In: Pandemic, Lockdown, and Digital Transformation

Author

Listed:
  • Tariq Zaman

    (ASSET, University Technology Sarawak (UCTS))

  • Gary Loh Chee Wyai

    (ASSET, University Technology Sarawak (UCTS))

  • Shaista Falak

    (CONTRIBUTE, University Technology Sarawak (UCTS))

Abstract

Tourism is not spared by the health, economic, and emotional impacts generated by the Coronavirus disease 2019 (COVID-19). All the indicators demonstrate that we are heading towards a change of norm, a new world that is yet to be discovered, and we must understand it, accept it, and adapt to this new lifestyle. The lockdown measures, on the one hand, brutally limit opportunities for the tourists to physically access and enjoy rural and indigenous tourism services. On the other hand, it offers opportunities to deploy other means of business model, such as the use of digital technology in the tourism sector on a global scale. Taking the problem and opportunity into account, this study explores the community perspectives, the needs, challenges, and opportunities of eTourism for the indigenous communities of Bawang Assan and Long Latei in the Malaysian Borneo. For the last 4 years, the Bawang Assan and Long Latei communities, via Internet, promote tourism products, capacity building on digital literacy, and hosting students of service-learning program from local and international universities. The local tourism industry has encountered unprecedented crises since the outbreak and exercised out of the box and innovative solutions to counter these challenges.

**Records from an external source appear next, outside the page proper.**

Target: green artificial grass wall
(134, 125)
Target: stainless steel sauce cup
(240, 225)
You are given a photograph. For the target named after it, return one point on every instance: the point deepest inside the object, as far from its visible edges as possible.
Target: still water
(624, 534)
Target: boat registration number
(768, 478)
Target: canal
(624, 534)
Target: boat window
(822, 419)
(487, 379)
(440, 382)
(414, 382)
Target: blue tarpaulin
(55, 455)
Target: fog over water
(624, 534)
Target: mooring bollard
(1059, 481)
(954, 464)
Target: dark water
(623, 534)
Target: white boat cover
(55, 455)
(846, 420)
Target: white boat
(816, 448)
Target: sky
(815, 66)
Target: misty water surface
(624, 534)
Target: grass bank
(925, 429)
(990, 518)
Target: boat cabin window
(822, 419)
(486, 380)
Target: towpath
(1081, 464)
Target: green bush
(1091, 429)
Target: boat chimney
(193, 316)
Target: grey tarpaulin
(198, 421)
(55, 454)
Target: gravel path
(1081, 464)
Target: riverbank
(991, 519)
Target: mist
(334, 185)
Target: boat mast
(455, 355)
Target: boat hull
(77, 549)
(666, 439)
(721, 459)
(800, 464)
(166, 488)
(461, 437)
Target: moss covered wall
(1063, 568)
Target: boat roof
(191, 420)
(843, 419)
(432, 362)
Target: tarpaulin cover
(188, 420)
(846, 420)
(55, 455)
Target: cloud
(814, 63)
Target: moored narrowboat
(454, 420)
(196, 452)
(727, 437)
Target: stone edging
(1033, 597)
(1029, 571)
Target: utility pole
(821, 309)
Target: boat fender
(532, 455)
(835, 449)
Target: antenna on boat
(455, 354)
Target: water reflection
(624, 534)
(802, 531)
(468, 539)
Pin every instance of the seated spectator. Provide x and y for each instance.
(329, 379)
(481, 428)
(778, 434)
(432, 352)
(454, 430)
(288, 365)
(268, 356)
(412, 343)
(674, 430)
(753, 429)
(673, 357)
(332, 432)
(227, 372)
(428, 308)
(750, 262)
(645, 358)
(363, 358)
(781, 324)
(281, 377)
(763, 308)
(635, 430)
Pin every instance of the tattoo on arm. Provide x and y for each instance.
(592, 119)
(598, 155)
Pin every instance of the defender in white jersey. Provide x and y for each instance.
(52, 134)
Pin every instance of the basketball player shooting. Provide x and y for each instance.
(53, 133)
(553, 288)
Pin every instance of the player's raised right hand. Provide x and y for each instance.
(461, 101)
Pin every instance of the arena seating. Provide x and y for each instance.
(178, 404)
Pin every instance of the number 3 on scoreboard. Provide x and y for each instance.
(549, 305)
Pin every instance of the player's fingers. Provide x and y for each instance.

This chapter will present the lessons learned and futuristic perspective of eTourism using lenses of the local community and tourism industry.

Suggested Citation

  • Tariq Zaman & Gary Loh Chee Wyai & Shaista Falak, 2021. "eTourism and Cultural Resilience: Exploring Opportunities for Indigenous Communities in an Extremely Precarious State," Public Administration and Information Technology, in: Saqib Saeed & Manuel Pedro Rodríguez Bolívar & Ramayah Thurasamy (ed.), Pandemic, Lockdown, and Digital Transformation, pages 65-78, Springer.